Reference for all TrainConfig fields and defaults. Any YAML field not set explicitly falls back to the default listed here.

When to use

  • While creating a new training config.
  • When checking which settings are safe on limited hardware.
  • When validating reasoning/truncation/loss settings.

Config load behavior

text
1. Token resolution order:
   - `--hf_token` CLI flag
   - `HF_TOKEN` environment variable
   - YAML `hf_token` field
2. Default resolution:
   - A default is applied only when the field is omitted in YAML.

Schema (YAML shape)

yaml
run_name: "run"
model_name: "unsloth/Qwen3-4B-bnb-4bit"
dataset_id: "your-hf-username/your-dataset"
max_length: 2048

Options by section

Identity

FieldDefaultDescription
run_name"run"Subdirectory name under output_dir/ and adapter_base_dir/
output_dir"outputs"Root dir for trainer checkpoints and logs
adapter_base_dir"adapters"Root dir for saved LoRA adapter
hf_tokennullHF access token (prefer HF_TOKEN env var)

Model

FieldDefaultDescription
model_name"unsloth/Qwen3-4B-bnb-4bit"HF repo id or local path
chat_template"qwen3"Unsloth template key (qwen3 works for Qwen3 and Qwen3.5)

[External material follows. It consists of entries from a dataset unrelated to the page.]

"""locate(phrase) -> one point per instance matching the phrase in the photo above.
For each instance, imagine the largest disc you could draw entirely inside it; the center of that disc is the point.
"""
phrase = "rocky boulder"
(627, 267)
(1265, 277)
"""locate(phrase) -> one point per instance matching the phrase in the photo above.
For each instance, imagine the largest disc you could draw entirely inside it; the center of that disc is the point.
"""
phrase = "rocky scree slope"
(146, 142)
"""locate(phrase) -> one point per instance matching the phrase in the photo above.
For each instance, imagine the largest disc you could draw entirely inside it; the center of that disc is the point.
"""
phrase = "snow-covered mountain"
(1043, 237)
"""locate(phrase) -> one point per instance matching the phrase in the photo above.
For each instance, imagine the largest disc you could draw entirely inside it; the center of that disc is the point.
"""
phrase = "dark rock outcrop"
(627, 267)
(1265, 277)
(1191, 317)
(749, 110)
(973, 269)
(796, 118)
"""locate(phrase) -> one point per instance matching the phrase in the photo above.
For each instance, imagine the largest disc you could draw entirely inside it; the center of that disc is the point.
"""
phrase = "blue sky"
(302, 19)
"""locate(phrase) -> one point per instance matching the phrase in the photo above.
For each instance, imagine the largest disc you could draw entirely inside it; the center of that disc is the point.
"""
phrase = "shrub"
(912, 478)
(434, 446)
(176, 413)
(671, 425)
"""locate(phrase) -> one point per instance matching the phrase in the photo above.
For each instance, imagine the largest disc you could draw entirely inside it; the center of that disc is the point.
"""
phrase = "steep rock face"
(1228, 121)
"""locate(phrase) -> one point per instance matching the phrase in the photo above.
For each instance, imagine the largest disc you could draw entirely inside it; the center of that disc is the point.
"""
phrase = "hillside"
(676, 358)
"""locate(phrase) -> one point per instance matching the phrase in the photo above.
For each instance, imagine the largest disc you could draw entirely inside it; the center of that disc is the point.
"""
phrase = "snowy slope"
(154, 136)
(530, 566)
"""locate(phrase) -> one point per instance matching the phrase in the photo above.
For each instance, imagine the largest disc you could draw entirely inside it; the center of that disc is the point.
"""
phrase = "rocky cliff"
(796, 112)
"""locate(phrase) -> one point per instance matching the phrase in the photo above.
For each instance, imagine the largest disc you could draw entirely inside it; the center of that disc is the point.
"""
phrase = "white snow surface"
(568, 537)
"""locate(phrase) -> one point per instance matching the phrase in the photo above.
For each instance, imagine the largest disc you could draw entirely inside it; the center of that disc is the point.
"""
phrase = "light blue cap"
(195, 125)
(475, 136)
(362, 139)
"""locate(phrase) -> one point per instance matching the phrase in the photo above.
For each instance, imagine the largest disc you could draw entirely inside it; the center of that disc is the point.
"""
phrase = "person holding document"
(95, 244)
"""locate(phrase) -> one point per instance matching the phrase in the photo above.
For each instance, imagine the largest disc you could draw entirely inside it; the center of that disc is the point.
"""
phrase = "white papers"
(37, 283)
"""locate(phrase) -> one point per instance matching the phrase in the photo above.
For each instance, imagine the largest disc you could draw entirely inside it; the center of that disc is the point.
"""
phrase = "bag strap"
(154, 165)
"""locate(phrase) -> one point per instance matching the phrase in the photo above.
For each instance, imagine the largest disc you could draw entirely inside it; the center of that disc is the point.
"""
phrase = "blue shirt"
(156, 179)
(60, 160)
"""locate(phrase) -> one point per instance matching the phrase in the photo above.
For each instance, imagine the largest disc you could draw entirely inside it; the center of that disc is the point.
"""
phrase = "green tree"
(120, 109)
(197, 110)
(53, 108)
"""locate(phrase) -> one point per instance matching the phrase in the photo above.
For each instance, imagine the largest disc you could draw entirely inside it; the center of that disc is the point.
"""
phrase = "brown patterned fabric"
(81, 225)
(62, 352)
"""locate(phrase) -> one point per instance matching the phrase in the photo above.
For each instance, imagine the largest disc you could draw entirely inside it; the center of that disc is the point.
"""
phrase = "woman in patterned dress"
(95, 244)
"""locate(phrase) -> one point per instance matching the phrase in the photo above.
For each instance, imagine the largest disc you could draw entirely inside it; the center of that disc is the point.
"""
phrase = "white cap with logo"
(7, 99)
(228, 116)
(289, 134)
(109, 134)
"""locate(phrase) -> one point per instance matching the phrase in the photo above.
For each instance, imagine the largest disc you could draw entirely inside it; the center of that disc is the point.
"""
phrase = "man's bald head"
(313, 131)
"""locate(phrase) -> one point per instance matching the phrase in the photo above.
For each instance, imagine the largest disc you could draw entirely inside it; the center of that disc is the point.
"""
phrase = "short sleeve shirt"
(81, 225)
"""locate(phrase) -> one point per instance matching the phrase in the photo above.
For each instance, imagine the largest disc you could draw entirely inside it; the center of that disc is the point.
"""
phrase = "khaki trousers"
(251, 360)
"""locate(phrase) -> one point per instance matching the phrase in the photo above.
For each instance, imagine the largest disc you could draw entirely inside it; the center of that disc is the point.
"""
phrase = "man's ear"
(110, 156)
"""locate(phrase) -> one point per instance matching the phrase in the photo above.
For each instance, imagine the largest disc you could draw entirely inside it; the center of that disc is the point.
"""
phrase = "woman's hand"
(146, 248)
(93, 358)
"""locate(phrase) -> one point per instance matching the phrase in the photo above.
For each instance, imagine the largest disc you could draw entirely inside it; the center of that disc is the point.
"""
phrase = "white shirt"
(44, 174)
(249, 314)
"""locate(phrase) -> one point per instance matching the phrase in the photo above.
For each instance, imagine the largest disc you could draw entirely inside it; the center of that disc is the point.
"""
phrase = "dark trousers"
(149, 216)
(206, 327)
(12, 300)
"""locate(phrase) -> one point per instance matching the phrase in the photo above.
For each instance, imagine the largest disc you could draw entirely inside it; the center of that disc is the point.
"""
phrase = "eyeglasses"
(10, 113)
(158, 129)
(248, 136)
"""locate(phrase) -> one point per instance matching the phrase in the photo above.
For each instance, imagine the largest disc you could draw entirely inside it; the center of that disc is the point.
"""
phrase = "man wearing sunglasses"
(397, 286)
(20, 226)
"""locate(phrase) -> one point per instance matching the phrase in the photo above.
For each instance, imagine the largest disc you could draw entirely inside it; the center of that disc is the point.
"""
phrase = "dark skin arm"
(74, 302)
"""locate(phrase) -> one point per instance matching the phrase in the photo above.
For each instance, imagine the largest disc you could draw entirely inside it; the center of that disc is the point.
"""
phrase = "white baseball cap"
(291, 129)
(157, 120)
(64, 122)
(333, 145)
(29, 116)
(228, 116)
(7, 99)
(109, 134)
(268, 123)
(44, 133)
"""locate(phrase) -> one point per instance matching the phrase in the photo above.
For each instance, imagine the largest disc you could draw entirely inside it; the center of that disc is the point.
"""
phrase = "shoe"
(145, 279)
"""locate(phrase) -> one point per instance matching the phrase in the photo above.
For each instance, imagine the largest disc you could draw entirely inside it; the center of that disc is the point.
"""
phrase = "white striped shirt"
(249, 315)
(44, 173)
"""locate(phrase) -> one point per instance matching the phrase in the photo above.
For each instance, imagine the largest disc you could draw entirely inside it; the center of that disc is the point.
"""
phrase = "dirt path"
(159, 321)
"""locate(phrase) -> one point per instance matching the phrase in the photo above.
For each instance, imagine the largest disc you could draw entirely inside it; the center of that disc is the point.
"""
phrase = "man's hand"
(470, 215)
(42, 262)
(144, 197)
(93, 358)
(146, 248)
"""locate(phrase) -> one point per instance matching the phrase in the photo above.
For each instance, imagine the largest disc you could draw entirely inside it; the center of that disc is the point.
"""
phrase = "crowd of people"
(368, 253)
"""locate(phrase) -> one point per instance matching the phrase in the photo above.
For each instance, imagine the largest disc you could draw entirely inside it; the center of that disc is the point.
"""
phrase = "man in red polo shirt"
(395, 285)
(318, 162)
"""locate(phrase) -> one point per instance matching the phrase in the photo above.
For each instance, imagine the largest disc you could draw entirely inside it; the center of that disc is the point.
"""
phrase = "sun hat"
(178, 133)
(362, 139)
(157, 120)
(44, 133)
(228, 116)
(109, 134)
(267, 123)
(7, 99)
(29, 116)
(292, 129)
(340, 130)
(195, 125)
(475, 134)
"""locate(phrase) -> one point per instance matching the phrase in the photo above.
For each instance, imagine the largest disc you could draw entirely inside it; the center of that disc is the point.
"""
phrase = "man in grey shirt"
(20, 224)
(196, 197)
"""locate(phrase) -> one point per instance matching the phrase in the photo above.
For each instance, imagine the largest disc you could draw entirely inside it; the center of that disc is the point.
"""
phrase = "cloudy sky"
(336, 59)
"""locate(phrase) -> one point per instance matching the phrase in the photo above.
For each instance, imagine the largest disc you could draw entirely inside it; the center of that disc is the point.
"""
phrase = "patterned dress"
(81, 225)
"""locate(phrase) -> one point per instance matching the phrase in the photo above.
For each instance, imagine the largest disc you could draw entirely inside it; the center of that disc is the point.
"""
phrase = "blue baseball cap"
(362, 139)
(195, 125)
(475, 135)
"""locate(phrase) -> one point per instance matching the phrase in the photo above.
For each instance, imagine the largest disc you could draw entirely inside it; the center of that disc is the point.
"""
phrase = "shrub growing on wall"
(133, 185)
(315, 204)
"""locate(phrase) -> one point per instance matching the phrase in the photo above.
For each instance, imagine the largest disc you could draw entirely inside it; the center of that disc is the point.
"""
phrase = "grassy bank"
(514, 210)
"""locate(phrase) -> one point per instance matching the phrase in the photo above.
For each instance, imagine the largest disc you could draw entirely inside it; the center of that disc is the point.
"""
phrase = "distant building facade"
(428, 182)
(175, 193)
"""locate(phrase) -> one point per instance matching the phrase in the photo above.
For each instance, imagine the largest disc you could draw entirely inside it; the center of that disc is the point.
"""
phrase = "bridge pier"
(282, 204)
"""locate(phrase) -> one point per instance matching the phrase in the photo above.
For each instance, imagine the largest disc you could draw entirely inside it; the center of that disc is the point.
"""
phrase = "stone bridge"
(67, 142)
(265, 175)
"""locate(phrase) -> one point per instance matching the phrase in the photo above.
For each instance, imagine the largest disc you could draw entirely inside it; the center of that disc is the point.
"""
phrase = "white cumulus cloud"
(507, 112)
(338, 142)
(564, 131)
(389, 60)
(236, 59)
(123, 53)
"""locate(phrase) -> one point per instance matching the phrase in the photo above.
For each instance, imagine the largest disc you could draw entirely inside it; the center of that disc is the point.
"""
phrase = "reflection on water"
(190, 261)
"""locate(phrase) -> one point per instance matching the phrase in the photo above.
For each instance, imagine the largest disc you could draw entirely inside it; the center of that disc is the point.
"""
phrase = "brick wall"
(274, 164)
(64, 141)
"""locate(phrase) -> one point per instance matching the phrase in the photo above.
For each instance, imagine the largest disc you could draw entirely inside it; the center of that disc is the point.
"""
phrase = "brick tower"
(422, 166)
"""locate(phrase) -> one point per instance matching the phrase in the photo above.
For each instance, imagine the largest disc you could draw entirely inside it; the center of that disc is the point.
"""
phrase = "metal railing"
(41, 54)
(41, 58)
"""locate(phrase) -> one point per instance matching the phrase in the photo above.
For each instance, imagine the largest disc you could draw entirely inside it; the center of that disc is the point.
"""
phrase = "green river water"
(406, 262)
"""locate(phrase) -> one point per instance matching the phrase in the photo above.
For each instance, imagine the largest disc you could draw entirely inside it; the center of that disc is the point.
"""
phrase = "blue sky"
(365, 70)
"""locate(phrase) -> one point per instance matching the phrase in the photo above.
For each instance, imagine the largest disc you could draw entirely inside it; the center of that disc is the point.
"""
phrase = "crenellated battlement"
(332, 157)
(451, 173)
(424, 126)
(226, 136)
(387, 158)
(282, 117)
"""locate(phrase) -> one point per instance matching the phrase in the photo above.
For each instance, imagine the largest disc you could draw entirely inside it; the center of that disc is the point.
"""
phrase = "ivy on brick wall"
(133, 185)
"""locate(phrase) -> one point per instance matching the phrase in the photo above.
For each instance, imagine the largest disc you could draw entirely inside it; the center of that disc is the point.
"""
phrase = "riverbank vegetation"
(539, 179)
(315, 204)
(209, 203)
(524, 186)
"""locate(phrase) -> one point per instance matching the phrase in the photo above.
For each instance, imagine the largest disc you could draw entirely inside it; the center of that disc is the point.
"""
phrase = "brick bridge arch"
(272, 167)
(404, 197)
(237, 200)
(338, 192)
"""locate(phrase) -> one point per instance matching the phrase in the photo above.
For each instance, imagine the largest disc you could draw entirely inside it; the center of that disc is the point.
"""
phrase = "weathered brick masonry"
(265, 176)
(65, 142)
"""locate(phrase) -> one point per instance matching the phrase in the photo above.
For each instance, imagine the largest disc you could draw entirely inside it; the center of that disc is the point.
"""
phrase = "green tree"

Valid chat_template keys commonly used:

KeyUse for
"qwen3"Qwen3 and Qwen3.5
"qwen3-thinking"Qwen3 with explicit thinking template
"qwen3-instruct"Qwen3 instruct without thinking
"qwen-2.5"Qwen2.5 family

Dataset

FieldDefaultDescription
dataset_id""HF dataset id or local path (required)
dataset_split"train"Split passed to load_dataset
messages_field"messages"Column with conversation list
dataset_schema"auto"auto / messages / prompt_response

Reasoning / thinking

FieldDefaultDescription
reasoning_field"reasoning_content"Canonical field for <think> content
reasoning_keysnullAlternative keys normalized into reasoning_field
extract_think_tagstrueExtract inline <think>...</think> from assistant content
think_mode"keep"keep preserve reasoning, drop remove reasoning
think_max_tokens0Cap tokens per reasoning block (0 = no cap)
think_role"think"Role name for separate-think-message datasets
think_loss"all"all / answer_only / answer_plus_think

think_loss behavior:

ValueGradient scope
allFull assistant span (<think> + answer)
answer_onlyTokens after </think>
answer_plus_thinkThink content + answer (excluding literal tags)

Sequence / truncation

FieldDefaultDescription
max_seq_length2048Positional allocation; set >= max_length
max_length2048Max tokens/sample; primary VRAM lever
truncate_side"left"Fallback token-level truncation side

Precision / hardware

FieldDefaultDescription
load_in_4bittrueBNB NF4 quantization
attn_implementation"sdpa"sdpa or flash_attention_2
fp16trueFloat16 path (commonly Qwen3)
bf16falseBFloat16 path (commonly Qwen3.5)

LoRA

FieldDefaultDescription
lora_r16LoRA rank
lora_alpha32Scaling factor (commonly 2 * lora_r)
lora_dropout0.0LoRA dropout
lora_target_modulesnullnull -> all 7 projection layers
gradient_checkpointing"unsloth"unsloth / true / false

Training

FieldDefaultDescription
per_device_train_batch_size1Keep at 1 for limited VRAM setups
gradient_accumulation_steps8Effective batch = batch size x accumulation
learning_rate2e-4Peak LR for AdamW
warmup_ratio0.05LR warmup fraction
max_steps1000Total optimizer steps
logging_steps20Log interval
save_steps200Checkpoint interval
seed3407Random seed
optim"adamw_8bit"adamw_8bit or adamw_torch

Loss masking

FieldDefaultDescription
assistant_rolesnullRoles that carry loss (null -> ["assistant"])
drop_if_no_assistanttrueDrop samples with no assistant turn

Validation rules

text
1. Required dataset source:
   - `dataset_id` must be non-empty.
2. Precision flags:
   - `fp16` and `bf16` should not be enabled at the same time.
3. Sequence budget:
   - high `max_length` increases VRAM pressure and can trigger OOM on 8 GB GPUs.
4. Positional allocation:
   - `max_seq_length` should be >= `max_length`.

Edge cases / limitations

WARNING

dataset_id is required. Empty dataset_id cannot be resolved into a train dataset.

  • fp16 and bf16 should not be enabled simultaneously.
  • Aggressive max_length on 8 GB VRAM can cause OOM.

Released under the Apache 2.0 License.